Unfortunately, to suck all of the excess pollution out of the air, two of the IPCC pathways rely on cutting down forests, burning them for energy and capturing the carbon dioxide emitted and storing it under ground—a process known as biomass carbon capture and storage (BECCS). As I’ve written about before, large-scale use of the process comes with huge ecological costs and climate risks. Plants already suck carbon dioxide out of the air and store it in themselves and the ground. Speeding up that process takes fresh water, fertilizers, energy and lots and lots of good agricultural land. In the most extreme pathway, the IPCC calculates that an area as large as the continental U.S. would need to be devoted to BECCS. This type of ecological devastation just doesn’t make any sense.

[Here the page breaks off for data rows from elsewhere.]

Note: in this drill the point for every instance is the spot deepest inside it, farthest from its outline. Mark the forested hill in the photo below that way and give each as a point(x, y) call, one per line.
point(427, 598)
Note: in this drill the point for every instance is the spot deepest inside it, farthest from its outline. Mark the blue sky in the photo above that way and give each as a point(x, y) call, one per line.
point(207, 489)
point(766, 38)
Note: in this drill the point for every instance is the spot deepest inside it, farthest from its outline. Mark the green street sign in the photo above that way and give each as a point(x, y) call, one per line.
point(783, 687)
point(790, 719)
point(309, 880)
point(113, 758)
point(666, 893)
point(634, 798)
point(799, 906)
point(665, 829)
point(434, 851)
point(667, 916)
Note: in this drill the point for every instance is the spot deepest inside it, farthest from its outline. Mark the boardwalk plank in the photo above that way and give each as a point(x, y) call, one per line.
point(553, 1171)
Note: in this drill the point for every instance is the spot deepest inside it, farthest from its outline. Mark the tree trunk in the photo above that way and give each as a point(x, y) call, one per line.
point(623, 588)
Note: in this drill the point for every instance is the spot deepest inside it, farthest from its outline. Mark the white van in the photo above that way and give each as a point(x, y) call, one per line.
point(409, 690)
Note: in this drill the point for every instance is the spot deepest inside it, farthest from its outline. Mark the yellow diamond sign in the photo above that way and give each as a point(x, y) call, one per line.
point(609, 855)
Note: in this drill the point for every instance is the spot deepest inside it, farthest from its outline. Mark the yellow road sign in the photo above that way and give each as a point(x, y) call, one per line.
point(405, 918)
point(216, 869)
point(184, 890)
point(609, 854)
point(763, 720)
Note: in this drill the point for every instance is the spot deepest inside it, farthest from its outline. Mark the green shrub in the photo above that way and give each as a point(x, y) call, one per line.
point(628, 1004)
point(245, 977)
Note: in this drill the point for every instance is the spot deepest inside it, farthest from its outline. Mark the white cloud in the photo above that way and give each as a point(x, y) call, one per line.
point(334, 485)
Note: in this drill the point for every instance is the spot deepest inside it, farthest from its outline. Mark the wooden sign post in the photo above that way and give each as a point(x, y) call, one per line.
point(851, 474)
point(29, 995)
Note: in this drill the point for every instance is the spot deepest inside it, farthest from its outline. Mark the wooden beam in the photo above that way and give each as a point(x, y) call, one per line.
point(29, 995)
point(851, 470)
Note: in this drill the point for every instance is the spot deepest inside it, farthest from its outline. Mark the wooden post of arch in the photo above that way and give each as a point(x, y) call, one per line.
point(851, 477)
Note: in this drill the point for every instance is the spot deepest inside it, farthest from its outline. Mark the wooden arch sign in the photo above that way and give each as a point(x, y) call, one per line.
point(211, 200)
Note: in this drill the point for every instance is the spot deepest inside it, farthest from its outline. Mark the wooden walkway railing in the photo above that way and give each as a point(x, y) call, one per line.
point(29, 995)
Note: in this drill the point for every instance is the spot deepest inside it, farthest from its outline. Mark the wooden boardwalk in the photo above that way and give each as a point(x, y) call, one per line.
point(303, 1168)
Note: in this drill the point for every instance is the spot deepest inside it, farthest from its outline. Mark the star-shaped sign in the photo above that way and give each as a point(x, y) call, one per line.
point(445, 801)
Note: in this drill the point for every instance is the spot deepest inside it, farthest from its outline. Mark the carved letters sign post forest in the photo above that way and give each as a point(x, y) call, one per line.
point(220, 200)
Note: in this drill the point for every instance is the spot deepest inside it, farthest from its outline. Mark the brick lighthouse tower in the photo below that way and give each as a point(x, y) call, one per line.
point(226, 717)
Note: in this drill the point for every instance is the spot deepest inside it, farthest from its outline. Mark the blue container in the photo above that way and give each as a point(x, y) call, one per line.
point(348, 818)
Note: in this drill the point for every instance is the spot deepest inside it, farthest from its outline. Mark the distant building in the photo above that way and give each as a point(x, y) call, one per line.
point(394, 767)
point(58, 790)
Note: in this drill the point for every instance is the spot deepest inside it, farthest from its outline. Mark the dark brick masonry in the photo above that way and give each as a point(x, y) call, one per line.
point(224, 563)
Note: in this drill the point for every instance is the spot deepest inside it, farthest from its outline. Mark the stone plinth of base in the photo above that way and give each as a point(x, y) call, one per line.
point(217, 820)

And there’s a good chance that much of that BECCS wouldn’t actually reduce climate change. To burn trees for BECCS, you have to cut them down. Assuming you plant new trees—a big assumption in some places—the new saplings will capture only a fraction of what full grown trees do. So we’re better off leaving the full-grown tree standing to continue capturing carbon in most cases.

A better approach was laid out in a report this week by the Climate Land Ambition and Rights Alliance. It involves protecting and restoring lots and lots of forests—trees! They also look at protecting grasslands, better agricultural practices, and even wasting less food. These practices allow those trees and land more generally to suck up more carbon dioxide on their own. This results in more and healthier food for more people, cleaner water and air for us to breath, more biodiversity and protection of the land rights of indigenous people around the world. The measures called for in the report are only weakly captured in the IPCC report because their costs are less well understood and generally are driven by more than just climate. Nevertheless, the report shows this would lead to more carbon removal than even the largest deployment of BECCS that the IPCC examined. 

Some laughter, some more and better solutions, it’s almost enough to get out from under the covers. The IPCC pulled no punches: they made clear that just half a degree warmer is the difference between life and death for species and untold numbers of people. The suite of actions required to address climate change are complex and can feel daunting, but, it turns out, one of the most promising is also one of the simplest: Plant more trees.